Mais quant à la masse ecclésiastique, tranquille, pacifique, renfermée dans les exercices religieux, non-seulement vous ne lui devez pas de la froideur, de l'indifférence; vous lui devez bienveillance; elle doit trouver auprès de vous intérêt et faveur.
Permettez-moi de vous arrêter un moment sur sa conduite et sur l'idée qui y préside. Pourquoi le clergé est-il tranquille? Pourquoi se renferme-t-il dans les fonctions religieuses? C'est qu'il croit que la religion a une existence séparée de la politique, qu'à travers les vicissitudes des États, l'Église a toujours une mission à remplir, et qu'elle peut la remplir sous toutes les formes de gouvernement, sous les régimes les plus divers.
Eh bien, cette idée cadre parfaitement avec les principes de notre ordre constitutionnel, qui sépare la vie civile de la vie religieuse, qui admet que l'Église subsiste sous tous les régimes, et qu'elle a toujours sa mission à accomplir.

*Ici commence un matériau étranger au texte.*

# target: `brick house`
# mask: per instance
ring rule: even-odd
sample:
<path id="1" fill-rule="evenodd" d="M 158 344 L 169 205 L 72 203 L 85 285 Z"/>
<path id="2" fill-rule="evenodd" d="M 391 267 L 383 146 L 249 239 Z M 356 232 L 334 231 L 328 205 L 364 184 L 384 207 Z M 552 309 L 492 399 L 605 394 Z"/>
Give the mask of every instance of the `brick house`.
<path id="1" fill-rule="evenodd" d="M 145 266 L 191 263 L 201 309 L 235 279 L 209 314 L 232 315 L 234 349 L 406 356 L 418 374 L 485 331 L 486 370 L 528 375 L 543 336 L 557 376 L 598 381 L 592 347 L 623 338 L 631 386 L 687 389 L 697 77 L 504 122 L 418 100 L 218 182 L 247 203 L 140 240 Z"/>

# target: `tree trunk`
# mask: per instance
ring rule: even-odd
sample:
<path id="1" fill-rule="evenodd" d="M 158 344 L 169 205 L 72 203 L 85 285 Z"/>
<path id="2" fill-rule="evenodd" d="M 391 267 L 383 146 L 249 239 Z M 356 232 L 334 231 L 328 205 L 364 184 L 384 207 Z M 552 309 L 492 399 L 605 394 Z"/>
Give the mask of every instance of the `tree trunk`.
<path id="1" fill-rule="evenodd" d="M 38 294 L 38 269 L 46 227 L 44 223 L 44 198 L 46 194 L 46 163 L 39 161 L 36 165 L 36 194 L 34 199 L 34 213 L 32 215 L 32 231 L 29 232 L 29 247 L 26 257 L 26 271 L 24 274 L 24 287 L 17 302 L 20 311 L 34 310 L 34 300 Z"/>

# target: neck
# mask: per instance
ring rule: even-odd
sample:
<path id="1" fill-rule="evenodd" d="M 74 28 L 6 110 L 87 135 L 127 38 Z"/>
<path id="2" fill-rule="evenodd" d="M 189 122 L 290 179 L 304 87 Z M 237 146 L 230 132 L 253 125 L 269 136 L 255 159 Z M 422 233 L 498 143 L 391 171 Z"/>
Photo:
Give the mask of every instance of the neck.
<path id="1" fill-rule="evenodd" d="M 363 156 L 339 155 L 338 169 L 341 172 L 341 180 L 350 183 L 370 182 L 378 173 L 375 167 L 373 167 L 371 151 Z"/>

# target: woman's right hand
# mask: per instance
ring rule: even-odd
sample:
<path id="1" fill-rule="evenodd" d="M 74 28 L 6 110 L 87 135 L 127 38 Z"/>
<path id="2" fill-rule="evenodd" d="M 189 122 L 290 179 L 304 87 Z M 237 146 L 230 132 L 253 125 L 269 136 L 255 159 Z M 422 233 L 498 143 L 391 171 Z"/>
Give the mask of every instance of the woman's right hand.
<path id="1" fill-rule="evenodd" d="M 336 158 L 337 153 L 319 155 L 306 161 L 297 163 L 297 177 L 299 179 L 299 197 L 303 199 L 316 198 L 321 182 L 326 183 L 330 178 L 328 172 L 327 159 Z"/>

C'est un principe professé par l'Église et qu'elle a invoqué toutes les fois qu'elle s'est trouvée dans une situation difficile. En consacrant ce principe, vous n'attaquez pas l'ordre constitutionnel; vous établissez, au contraire, entre cet ordre et l'Église, un point de contact; vous avez, si je puis m'exprimer ainsi, une espèce d'anse par laquelle vous pouvez saisir et rattacher la religion au régime constitutionnel.
Je ne sais aujourd'hui d'important, pour le gouvernement et pour la Chambre, que deux faits à mettre bien en évidence, à constater et à prouver tous les jours: le premier, c'est que l'existence politique du clergé est finie, que, comme pouvoir politique, il est tombé avec Charles X; le second, que son existence religieuse (je ne dis pas seulement sa liberté religieuse, mais son existence religieuse comme établissement public) n'en est nullement compromise, qu'elle n'est pas atteinte par la perte de son existence politique, qu'il subsiste comme établissement religieux adopté par l'État, avec lequel l'État a traité. Quand ces deux faits seront constants pour le clergé comme ils le sont pour vous, vous n'aurez rien à craindre de lui; loin de là, vous aurez tout à en espérer.
Rappelez-vous, messieurs, ce que disait dernièrement notre honorable collègue M. Odilon Barrot, il vous parlait avec chagrin de l'incertitude de nos convictions politiques et morales; il vous disait, autant que je m'en souviens, qu'il n'y avait plus, pour un grand nombre d'esprits, ni bien, ni mal, ni vérité, ni mensonge, et qu'on marchait sans savoir à quel sentiment il fallait s'arrêter.
M. Odilon Barrot disait vrai, et je crois le mal aussi grand que lui; seulement je crois qu'il ne le disait pas tout entier. Non-seulement nos convictions morales et politiques sont incertaines et vacillantes; mais nous sommes aux prises avec des convictions politiques et morales plus certaines que les nôtres, bien plus resserrées, j'en conviens, resserrées dans un espace bien plus étroit, à un bien petit nombre d'individus, mais plus ardentes, je pourrais dire fanatiques, tandis que nous, nous ne le sommes pas.
Remarquez, en effet, quelles sont les idées auxquelles vous avez affaire; ce sont les vieilles idées révolutionnaires, anarchiques, qui se manifestent autour de vous avec un degré, je ne veux pas dire de fanatisme, mais de frénésie qui épouvante les hommes sensés.
Transportez-vous aux assises, écoutez les paroles qui y ont retenti, et dites-moi s'il n'y a pas là des convictions énergiques et redoutables.
Et en même temps que vous avez affaire à ces convictions révolutionnaires qui cherchent encore à dévorer la société, vous avez affaire aussi aux vieilles croyances contre-révolutionnaires qui ne sont pas aussi éteintes que nous serions quelquefois tentés de le croire et qui ont aussi leur énergie et leur danger. (Mouvements divers.)
En présence de deux ennemis dont les convictions sont fanatiques, et par cela même redoutables, vous vous présentez avec des convictions molles, incertaines; et qu'opposez-vous, je vous le demande, à ces forces ennemies? L'amour de l'ordre, qui est aujourd'hui un sentiment général en France, et un certain instinct de moralité, d'honnêteté et de justice, qui repousse toutes les violences, toutes les iniquités, tous les bouleversements auxquels nous amènerait le triomphe des convictions ennemies.